8 hour tech support call

About a week an a half ago it was a Thursday everything was well for the most part. One of my Admins says he was getting errors in exchange system manger when trying to click on objects. The first thing I think was hmm... How long has that server been up and running? You know the usual thought when something goes wrong in a windows environment. So I check my outlook to see if emails were flowing and it was fine. It was already after 9am so rebooting the server to clean up errors wasn't an option at that point. I make a self note to reboot the server in the morning. A few hours pass by and I get a call from our overseas office asking if we are having issues with emails. I log into exchange and the server seems fine. No errors on the screen, task manager clear, no memory leaks and nothing frozen. As soon as I get off the phone I get calls from users saying they are getting email bounce backs. I then know something is wrong. I run into the server to see what is going on again. NOTHING! All looks fine from the typical admin perspective. So to not waste time I reboot the server. Once I did that NONE of the exchange services started. I tried to start them manually and no joy. So I knew something was wrong. I did nothing in exchange for weeks how could all of a sudden something just happen. I call back the overseas office to tell them yes we are having a problem how did you notice to problem. They say they have a consultant in installing Intellysync software on their end and they said they did nothing to anything else. So I called Microsoft. Hours roll by after explaining the problem. These were what seemed to be text book guys and went by the book. Little errors in AD these guys wanted to stray from the matter at hand and resolve them first. We did have a DC error but it was a rogue DC acting up BUT not affecting AD itself. These guys spent a few hours on that alone and I had to basically tell them we are going to demote this DC get it offline and continue with the matter at hand. It's only been 6 hours that I was on the phone.
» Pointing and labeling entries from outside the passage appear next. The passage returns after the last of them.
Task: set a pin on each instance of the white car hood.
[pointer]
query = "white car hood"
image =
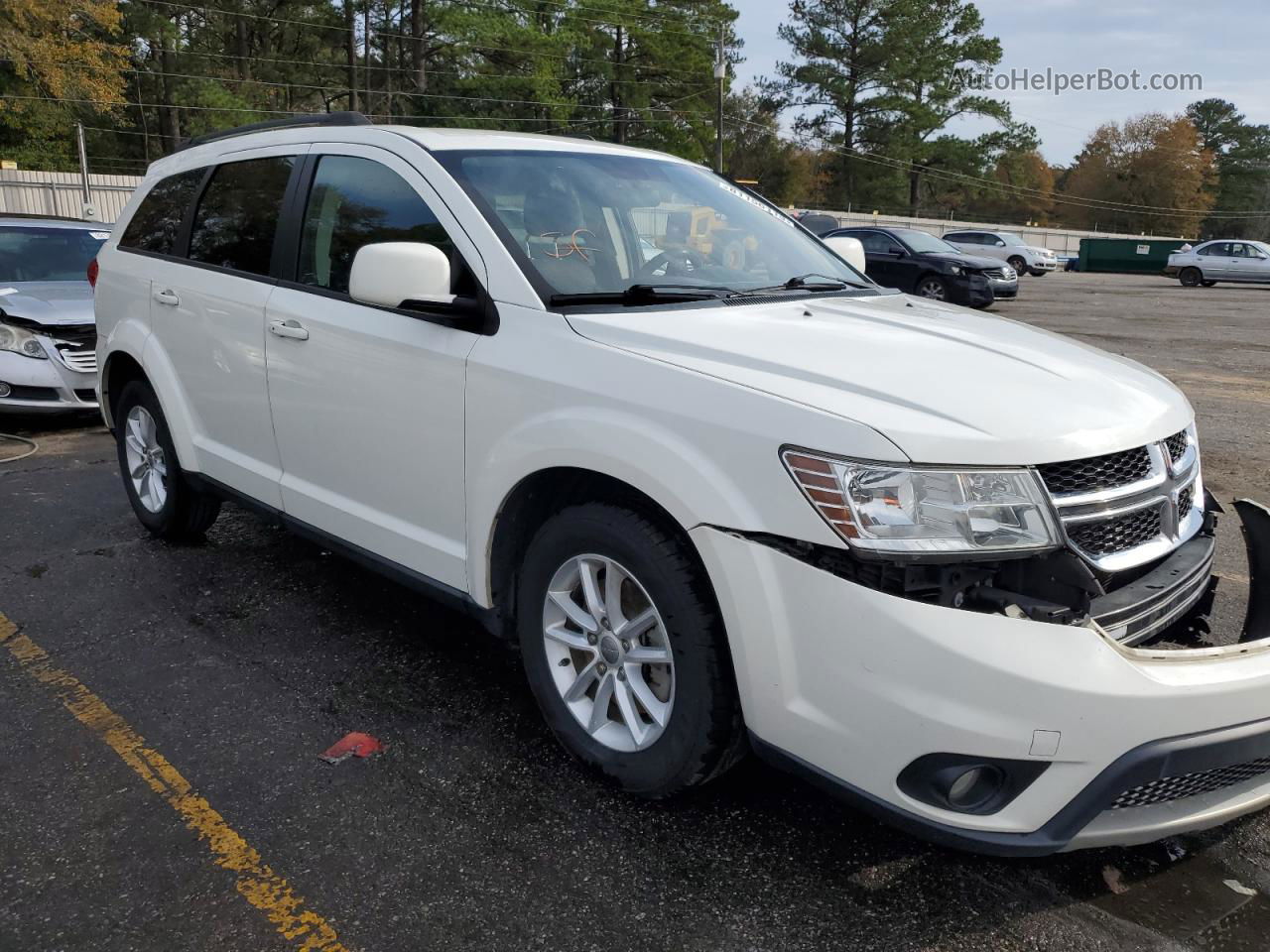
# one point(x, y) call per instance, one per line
point(49, 302)
point(947, 385)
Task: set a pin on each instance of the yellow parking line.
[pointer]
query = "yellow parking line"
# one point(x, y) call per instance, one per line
point(257, 883)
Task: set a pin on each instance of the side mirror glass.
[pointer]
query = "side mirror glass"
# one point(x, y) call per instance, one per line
point(848, 249)
point(394, 272)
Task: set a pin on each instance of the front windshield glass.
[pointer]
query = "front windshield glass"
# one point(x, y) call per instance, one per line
point(922, 243)
point(31, 253)
point(595, 223)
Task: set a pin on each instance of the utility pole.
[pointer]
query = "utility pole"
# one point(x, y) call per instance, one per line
point(87, 209)
point(720, 76)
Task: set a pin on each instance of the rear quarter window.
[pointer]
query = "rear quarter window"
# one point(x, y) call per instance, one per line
point(157, 222)
point(239, 212)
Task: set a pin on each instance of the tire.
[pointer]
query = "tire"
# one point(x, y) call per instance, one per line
point(933, 287)
point(695, 690)
point(164, 502)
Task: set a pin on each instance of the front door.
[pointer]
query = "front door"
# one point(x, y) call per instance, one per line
point(368, 402)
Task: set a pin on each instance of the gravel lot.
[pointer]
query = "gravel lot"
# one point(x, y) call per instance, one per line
point(240, 660)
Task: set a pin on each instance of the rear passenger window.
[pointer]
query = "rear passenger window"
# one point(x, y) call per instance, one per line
point(358, 202)
point(158, 220)
point(238, 214)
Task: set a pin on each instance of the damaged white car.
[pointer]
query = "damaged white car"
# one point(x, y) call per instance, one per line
point(48, 333)
point(726, 495)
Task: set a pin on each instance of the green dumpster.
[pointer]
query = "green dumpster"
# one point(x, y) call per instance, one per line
point(1127, 255)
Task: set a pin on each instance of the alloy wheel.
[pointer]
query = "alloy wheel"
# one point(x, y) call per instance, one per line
point(608, 653)
point(933, 289)
point(148, 468)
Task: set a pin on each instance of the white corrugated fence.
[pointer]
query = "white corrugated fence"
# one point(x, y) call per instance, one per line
point(60, 193)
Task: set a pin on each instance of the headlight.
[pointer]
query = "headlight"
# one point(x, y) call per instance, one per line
point(917, 511)
point(21, 340)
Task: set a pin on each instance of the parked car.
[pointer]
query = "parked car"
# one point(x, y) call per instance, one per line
point(919, 263)
point(48, 336)
point(1210, 262)
point(1006, 246)
point(930, 557)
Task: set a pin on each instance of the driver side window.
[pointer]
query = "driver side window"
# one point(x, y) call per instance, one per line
point(357, 202)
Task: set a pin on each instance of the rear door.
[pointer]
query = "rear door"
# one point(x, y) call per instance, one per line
point(207, 316)
point(1214, 261)
point(368, 402)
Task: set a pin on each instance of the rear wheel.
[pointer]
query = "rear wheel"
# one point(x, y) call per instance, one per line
point(625, 651)
point(162, 498)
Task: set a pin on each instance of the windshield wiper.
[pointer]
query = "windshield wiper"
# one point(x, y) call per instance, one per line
point(803, 282)
point(645, 294)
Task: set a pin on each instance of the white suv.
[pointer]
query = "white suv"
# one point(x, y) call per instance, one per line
point(1007, 246)
point(728, 495)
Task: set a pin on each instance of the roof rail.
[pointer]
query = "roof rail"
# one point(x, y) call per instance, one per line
point(343, 118)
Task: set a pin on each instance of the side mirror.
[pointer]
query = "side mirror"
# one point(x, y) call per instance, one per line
point(393, 272)
point(848, 249)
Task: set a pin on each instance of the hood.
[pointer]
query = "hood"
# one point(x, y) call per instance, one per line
point(945, 384)
point(968, 261)
point(49, 302)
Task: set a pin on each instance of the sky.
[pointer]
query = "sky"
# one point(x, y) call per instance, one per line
point(1223, 41)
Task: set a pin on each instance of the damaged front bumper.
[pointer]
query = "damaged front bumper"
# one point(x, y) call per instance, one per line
point(1096, 731)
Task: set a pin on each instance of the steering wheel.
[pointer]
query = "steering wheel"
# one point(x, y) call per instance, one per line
point(679, 262)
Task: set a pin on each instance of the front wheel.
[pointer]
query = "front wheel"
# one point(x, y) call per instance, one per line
point(933, 289)
point(162, 497)
point(625, 651)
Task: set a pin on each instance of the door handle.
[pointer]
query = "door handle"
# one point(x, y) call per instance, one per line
point(289, 327)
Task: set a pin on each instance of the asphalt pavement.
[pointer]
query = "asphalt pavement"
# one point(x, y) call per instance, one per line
point(164, 710)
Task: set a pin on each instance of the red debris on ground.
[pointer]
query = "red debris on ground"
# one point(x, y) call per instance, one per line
point(352, 746)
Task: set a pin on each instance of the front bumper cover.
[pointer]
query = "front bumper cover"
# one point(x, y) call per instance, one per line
point(1153, 742)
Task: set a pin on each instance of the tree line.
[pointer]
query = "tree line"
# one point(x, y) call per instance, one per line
point(860, 116)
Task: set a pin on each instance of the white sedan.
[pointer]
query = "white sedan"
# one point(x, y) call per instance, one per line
point(1010, 248)
point(1211, 262)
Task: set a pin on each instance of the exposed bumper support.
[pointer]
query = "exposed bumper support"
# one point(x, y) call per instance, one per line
point(1256, 537)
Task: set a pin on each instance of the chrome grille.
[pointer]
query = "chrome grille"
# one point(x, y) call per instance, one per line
point(1189, 784)
point(1124, 509)
point(1185, 502)
point(1176, 445)
point(81, 361)
point(1118, 535)
point(1097, 472)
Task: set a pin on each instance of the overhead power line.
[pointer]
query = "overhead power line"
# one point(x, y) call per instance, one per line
point(1057, 197)
point(310, 24)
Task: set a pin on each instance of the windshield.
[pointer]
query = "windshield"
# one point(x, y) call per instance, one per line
point(32, 253)
point(922, 241)
point(595, 223)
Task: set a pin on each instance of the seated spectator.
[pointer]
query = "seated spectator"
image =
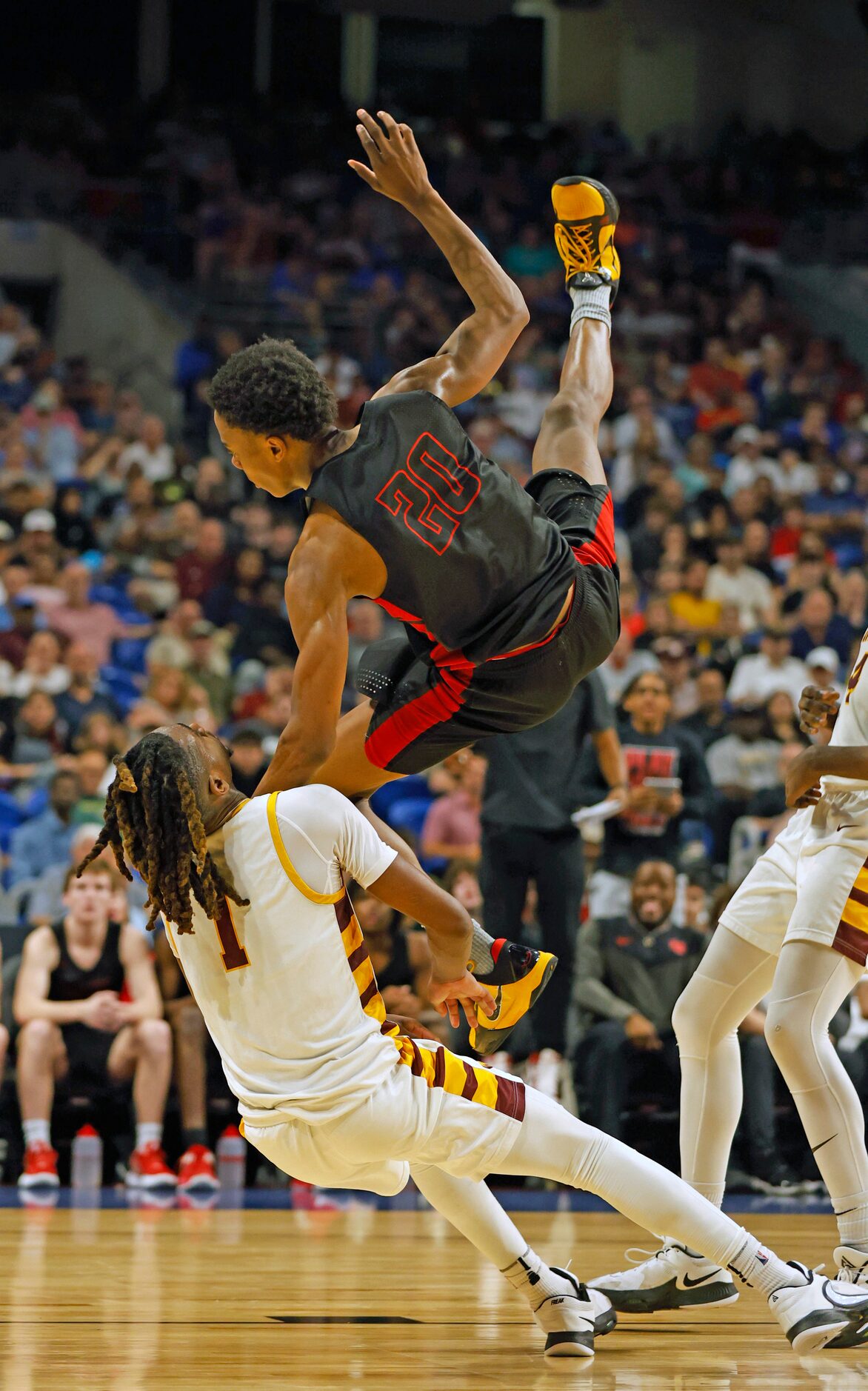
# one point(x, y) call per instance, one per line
point(196, 1167)
point(695, 614)
point(76, 1026)
point(31, 741)
point(655, 750)
point(453, 827)
point(710, 717)
point(46, 839)
point(42, 668)
point(739, 765)
point(630, 970)
point(821, 627)
point(82, 621)
point(87, 693)
point(733, 581)
point(768, 671)
point(248, 758)
point(95, 775)
point(209, 668)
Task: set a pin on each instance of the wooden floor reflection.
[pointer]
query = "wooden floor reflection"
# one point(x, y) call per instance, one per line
point(118, 1301)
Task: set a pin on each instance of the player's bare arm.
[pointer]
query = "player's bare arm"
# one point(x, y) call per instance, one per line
point(472, 355)
point(319, 589)
point(824, 761)
point(450, 933)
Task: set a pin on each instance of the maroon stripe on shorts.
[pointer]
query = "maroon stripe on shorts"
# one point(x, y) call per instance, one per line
point(367, 993)
point(358, 958)
point(470, 1084)
point(511, 1098)
point(440, 1067)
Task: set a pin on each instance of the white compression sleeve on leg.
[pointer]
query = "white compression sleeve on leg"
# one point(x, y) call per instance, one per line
point(810, 985)
point(552, 1144)
point(730, 980)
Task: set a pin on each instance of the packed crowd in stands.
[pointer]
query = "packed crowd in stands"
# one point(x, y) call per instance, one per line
point(141, 581)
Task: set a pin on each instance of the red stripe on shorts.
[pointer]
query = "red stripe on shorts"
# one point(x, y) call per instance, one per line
point(434, 707)
point(601, 550)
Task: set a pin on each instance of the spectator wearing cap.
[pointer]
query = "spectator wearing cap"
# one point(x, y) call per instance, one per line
point(667, 779)
point(209, 668)
point(46, 839)
point(824, 667)
point(149, 453)
point(771, 670)
point(42, 668)
point(87, 693)
point(747, 462)
point(675, 657)
point(733, 581)
point(821, 627)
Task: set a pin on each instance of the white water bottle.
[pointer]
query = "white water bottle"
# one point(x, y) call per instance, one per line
point(87, 1159)
point(231, 1159)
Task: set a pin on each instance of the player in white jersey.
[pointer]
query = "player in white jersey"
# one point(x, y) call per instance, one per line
point(334, 1093)
point(798, 933)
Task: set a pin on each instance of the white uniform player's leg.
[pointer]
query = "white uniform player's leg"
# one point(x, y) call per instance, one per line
point(730, 981)
point(564, 1310)
point(810, 985)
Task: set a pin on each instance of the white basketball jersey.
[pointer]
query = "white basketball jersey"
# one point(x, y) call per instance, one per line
point(285, 985)
point(852, 724)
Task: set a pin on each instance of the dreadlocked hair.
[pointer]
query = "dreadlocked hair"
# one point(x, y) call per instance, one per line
point(153, 822)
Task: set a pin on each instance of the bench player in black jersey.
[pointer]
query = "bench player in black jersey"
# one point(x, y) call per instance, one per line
point(508, 594)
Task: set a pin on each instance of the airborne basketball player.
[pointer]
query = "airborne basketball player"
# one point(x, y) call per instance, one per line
point(335, 1094)
point(508, 594)
point(798, 933)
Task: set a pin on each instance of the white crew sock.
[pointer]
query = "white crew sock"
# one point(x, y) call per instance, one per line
point(480, 961)
point(36, 1133)
point(590, 304)
point(532, 1277)
point(763, 1269)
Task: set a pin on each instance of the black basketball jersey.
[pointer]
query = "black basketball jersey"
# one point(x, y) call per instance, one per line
point(473, 564)
point(70, 982)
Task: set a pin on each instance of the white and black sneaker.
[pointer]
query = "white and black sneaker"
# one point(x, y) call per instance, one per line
point(572, 1322)
point(672, 1277)
point(821, 1313)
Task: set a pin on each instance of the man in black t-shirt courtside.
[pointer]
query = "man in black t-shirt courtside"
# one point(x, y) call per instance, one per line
point(508, 594)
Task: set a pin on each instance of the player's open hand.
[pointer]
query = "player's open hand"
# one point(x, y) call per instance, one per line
point(465, 993)
point(817, 710)
point(397, 169)
point(801, 782)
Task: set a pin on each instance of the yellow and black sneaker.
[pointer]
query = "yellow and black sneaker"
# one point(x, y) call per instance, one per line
point(516, 982)
point(584, 233)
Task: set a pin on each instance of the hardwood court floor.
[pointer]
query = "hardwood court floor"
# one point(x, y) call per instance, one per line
point(118, 1301)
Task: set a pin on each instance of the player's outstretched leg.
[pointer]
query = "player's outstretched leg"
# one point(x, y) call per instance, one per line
point(584, 230)
point(568, 1313)
point(551, 1144)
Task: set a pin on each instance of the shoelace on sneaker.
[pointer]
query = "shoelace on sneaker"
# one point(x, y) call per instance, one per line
point(576, 244)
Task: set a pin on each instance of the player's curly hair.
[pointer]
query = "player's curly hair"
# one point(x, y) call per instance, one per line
point(153, 821)
point(273, 388)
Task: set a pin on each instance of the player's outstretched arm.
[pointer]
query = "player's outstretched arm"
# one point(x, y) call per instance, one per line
point(472, 355)
point(316, 603)
point(450, 933)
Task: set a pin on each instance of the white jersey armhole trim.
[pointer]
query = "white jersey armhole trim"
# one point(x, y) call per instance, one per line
point(287, 863)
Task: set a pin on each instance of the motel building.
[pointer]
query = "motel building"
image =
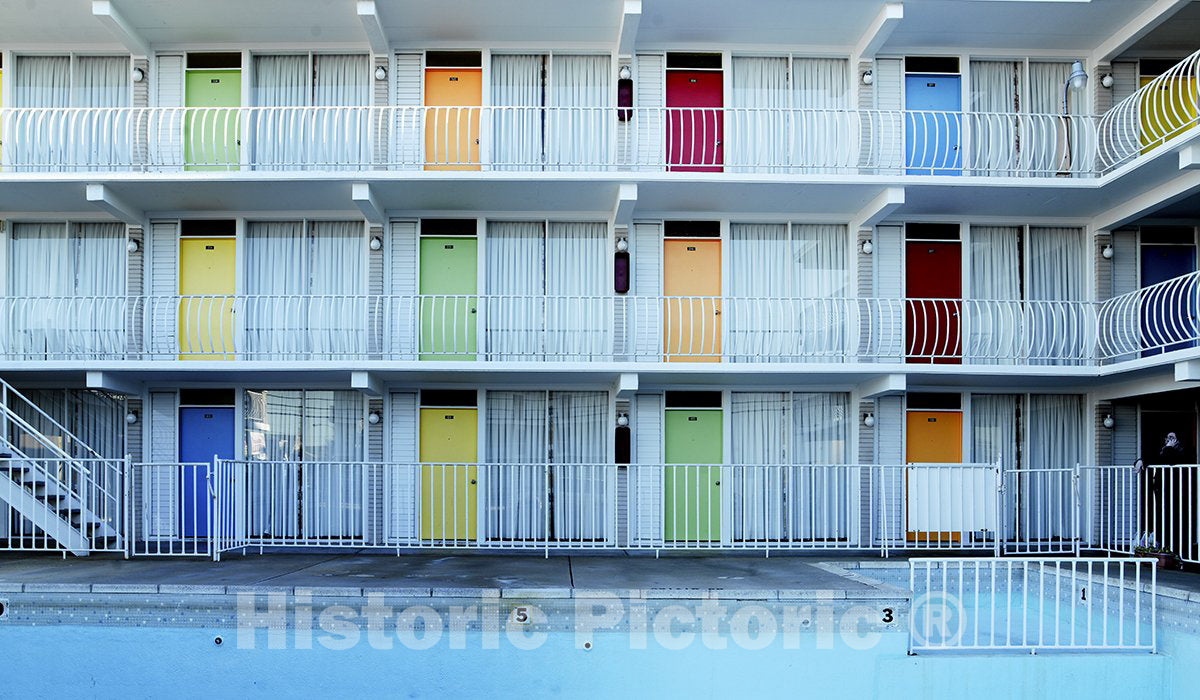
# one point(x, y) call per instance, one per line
point(834, 277)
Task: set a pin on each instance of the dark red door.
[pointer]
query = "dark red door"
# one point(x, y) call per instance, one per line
point(934, 292)
point(695, 120)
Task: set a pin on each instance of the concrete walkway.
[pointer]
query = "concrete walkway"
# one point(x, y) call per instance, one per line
point(559, 575)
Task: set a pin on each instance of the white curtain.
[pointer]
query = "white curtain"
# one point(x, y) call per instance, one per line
point(583, 488)
point(517, 444)
point(760, 138)
point(66, 291)
point(342, 87)
point(995, 101)
point(579, 132)
point(579, 315)
point(1055, 442)
point(821, 286)
point(760, 438)
point(517, 121)
point(826, 141)
point(1057, 319)
point(994, 311)
point(516, 285)
point(279, 81)
point(305, 287)
point(822, 491)
point(334, 494)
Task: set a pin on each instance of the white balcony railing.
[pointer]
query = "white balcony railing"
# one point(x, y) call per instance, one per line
point(546, 138)
point(514, 328)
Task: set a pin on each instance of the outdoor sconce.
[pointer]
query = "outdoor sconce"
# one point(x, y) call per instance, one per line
point(621, 267)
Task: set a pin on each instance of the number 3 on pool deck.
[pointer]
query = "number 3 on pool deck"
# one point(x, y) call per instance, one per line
point(521, 615)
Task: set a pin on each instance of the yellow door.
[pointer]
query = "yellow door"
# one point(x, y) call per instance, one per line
point(449, 490)
point(451, 124)
point(691, 309)
point(1168, 111)
point(931, 437)
point(207, 283)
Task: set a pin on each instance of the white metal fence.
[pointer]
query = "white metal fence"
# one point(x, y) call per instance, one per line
point(547, 138)
point(1032, 604)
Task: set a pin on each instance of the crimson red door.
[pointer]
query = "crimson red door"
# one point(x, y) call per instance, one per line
point(695, 120)
point(934, 292)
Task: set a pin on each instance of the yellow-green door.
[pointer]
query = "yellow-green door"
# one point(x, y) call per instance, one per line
point(207, 283)
point(691, 500)
point(449, 449)
point(449, 306)
point(211, 132)
point(1167, 111)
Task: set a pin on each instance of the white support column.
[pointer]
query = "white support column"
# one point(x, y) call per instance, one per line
point(365, 199)
point(877, 209)
point(115, 22)
point(372, 25)
point(367, 382)
point(1137, 29)
point(630, 17)
point(105, 198)
point(877, 33)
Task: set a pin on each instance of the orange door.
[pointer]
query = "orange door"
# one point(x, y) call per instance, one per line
point(451, 123)
point(691, 309)
point(933, 494)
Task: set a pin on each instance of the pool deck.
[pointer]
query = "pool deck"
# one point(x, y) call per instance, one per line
point(430, 574)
To make a long story short. The permissions for exchange site name and anywhere that inherited these permissions were stripped somehow. We had to add them back one by one and even when we finished doing this the services still would not start. The phone call was already at 7.5 hours and it this time the MS tech decided to say lets reinstall exchange. I'm like WHAT! He says it again but we will select reinstall from the drop down box. Basically we did reinstall exchange right on top of the current install, wiping out the service pack as well. After the install we went ahead and reinstall the service pack too. After this we attempted to restart the services and they came up. I rebooted the server to make sure the service started themselves and they did.

After 8 hours the problem was finally resolved. No one still knows why these permissions were stripped out but I have my suspicions.

Tuesday, October 03, 2006

1.7 TB took 4 days to copy

So it took 4 days to copy 1.7TB from my file server to my EMC SAN via HBA's at 2GB Data rate. 4 days DAYMN!!!!! It would have been less if the script didn't get stuck on files that didn't have Admin rights. I would have posted the copy stats but the script is setup to sort of loop itself and start over if anything changes. No I didn't set it to write to a log. I'm guessing the log file would have been in the hundred MB rage and can't chance a log file crashing my server.